Romance-baiting scams have become a major source of financial and emotional harm worldwide. These operations are run by organized crime syndicates that traffic thousands of people into forced labor, requiring them to build emotional intimacy with victims over weeks of text conversations before pressuring them into fraudulent cryptocurrency investments. Because the scams are inherently text-based, they raise urgent questions about the role of Large Language Models (LLMs) in both current and future automation. We investigate this intersection by interviewing 145 insiders and 5 scam victims, performing a blinded long-term conversation study comparing LLM scam agents to human operators, and executing an evaluation of commercial safety filters. Our findings show that LLMs are already widely deployed within scam organizations, with 87% of scam labor consisting of systematized conversational tasks readily susceptible to automation. In a week-long study, an LLM agent not only elicited greater trust from study participants (p=0.007) but also achieved higher compliance with requests than human operators (46% vs. 18% for humans). Meanwhile, popular safety filters detected 0.0% of romance baiting dialogues. Together, these results suggest that romance-baiting scams may be amenable to full-scale LLM automation, while existing defenses remain inadequate to prevent their expansion.

Paper Structure

This paper contains 37 sections, 6 figures, 4 tables.

Figures (6)

  • Figure 1: The three stages of a romance-baiting scam which we refer to as Hook, Line and Sinker. The illustration is depicted using genuine messages obtained from our interviewed victims. Our investigation explores how much of these scams are and will be automated using LLMs.
  • Figure 2: The romance-baiting life-cycle. The Hook stage involves mass messaging and early filtering. The Line stage builds trust and a persona of success, often with multiple operators. The Sinker stage pressures victims into investing in fraudulent platforms, leading to major losses.
  • Figure 3: LLM agent designed for our study.
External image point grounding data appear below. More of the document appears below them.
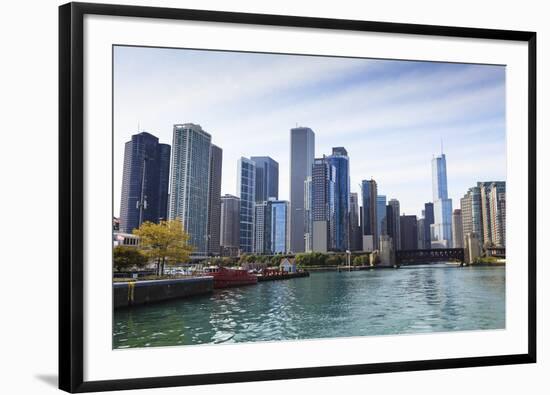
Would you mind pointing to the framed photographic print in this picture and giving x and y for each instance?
(250, 197)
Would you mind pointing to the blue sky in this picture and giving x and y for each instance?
(390, 115)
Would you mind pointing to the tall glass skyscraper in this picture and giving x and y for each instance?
(246, 187)
(144, 181)
(355, 229)
(340, 160)
(443, 206)
(190, 183)
(322, 205)
(380, 214)
(393, 217)
(302, 153)
(214, 200)
(279, 226)
(369, 221)
(267, 178)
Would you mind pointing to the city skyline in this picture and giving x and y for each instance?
(478, 89)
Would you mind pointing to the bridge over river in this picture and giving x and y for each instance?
(408, 257)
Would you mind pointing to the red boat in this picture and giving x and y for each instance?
(224, 278)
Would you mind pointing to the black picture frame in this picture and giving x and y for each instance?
(71, 196)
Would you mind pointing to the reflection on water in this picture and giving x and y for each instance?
(413, 299)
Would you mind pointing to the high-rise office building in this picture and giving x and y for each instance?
(189, 185)
(409, 232)
(369, 220)
(356, 237)
(380, 215)
(279, 211)
(340, 160)
(322, 205)
(267, 178)
(230, 225)
(246, 187)
(489, 216)
(458, 236)
(428, 222)
(393, 223)
(262, 228)
(497, 200)
(302, 154)
(308, 221)
(470, 209)
(421, 243)
(442, 227)
(214, 200)
(144, 181)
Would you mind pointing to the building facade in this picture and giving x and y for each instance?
(340, 160)
(144, 193)
(322, 205)
(279, 221)
(380, 215)
(458, 235)
(428, 222)
(214, 200)
(230, 225)
(189, 184)
(267, 178)
(409, 232)
(442, 227)
(302, 154)
(369, 221)
(246, 187)
(356, 237)
(393, 223)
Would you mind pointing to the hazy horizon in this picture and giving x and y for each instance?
(391, 116)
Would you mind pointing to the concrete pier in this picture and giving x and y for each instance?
(133, 293)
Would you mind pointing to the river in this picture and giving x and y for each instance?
(412, 299)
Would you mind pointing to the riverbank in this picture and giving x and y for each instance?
(132, 293)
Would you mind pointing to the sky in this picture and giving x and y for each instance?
(392, 116)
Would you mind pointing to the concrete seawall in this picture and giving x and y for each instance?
(143, 292)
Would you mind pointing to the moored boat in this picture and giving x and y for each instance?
(225, 278)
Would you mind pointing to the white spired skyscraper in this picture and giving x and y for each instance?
(189, 183)
(443, 206)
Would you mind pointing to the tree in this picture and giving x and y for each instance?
(125, 257)
(165, 242)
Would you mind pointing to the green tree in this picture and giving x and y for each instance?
(125, 257)
(165, 242)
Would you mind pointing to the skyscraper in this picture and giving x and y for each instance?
(302, 153)
(340, 160)
(409, 232)
(190, 183)
(144, 181)
(308, 220)
(279, 210)
(230, 225)
(214, 202)
(428, 222)
(470, 208)
(488, 219)
(355, 229)
(246, 186)
(262, 228)
(442, 229)
(267, 178)
(322, 205)
(497, 200)
(369, 220)
(394, 223)
(458, 236)
(380, 214)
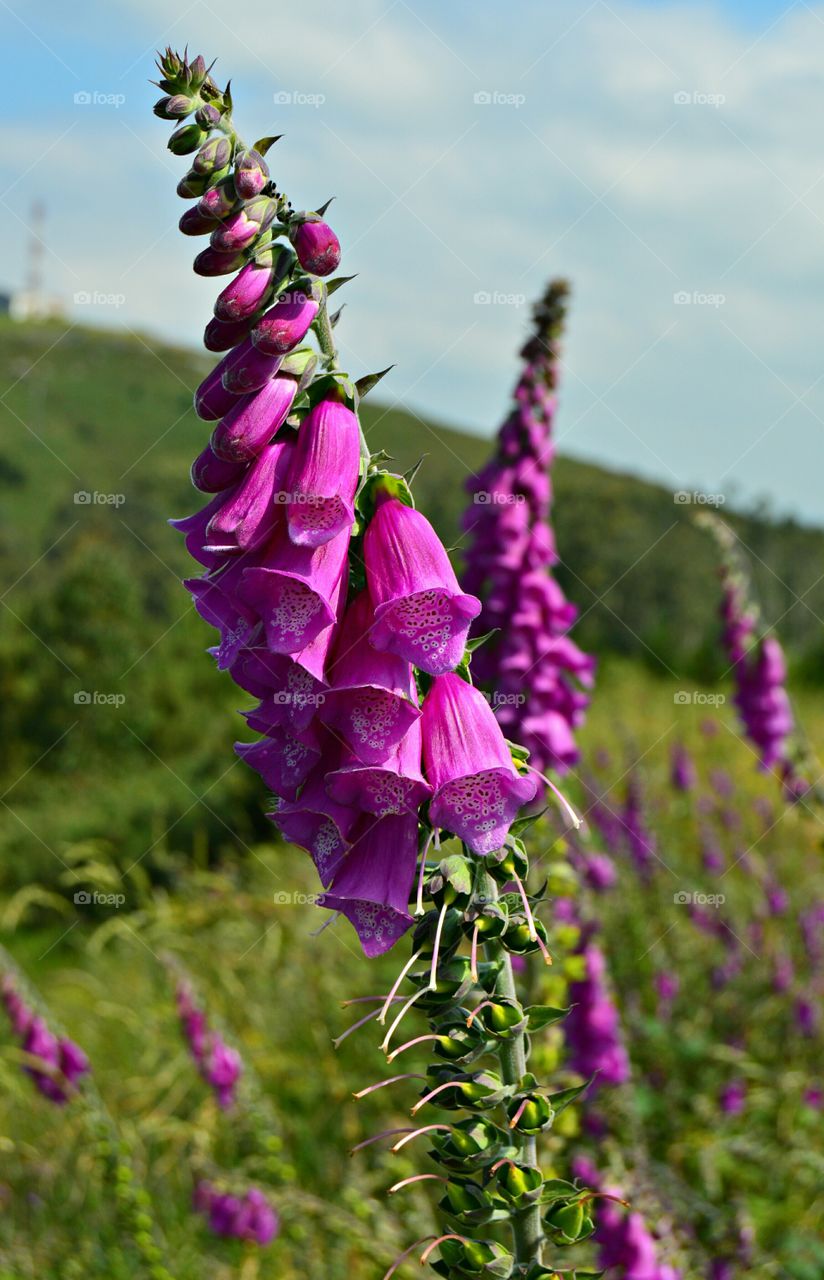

At the start of each day, a new dialogue prompt is created with the persona, instructions, daily agenda and a condensed dialogue history including the last 20 chats (top right). During the day the Dialogue module responds to incoming messages, decides whether to add an emoji, and generates a response using the dialogue prompt (top right). The response passes through a Humanization Pipeline that makes the response more naturalistic. After long periods of silence, the Re-engagement module tries to initiate up new conversation but only when contextually warranted. At the start of each day, the Maintenance module summarizes chats, archives history, and loads the next agenda. The icons indicate LLM calls.
  • Figure 4: Comparison of trust scores between LLM and Human partners. The numbers in red indicate the p-values and effect sizes (r) from paired t-tests comparing trust scores
  • Figure 5: Distribution of trust scores comparing baseline Interpersonal Trust with 'Overall Trust' towards human and LLM partners.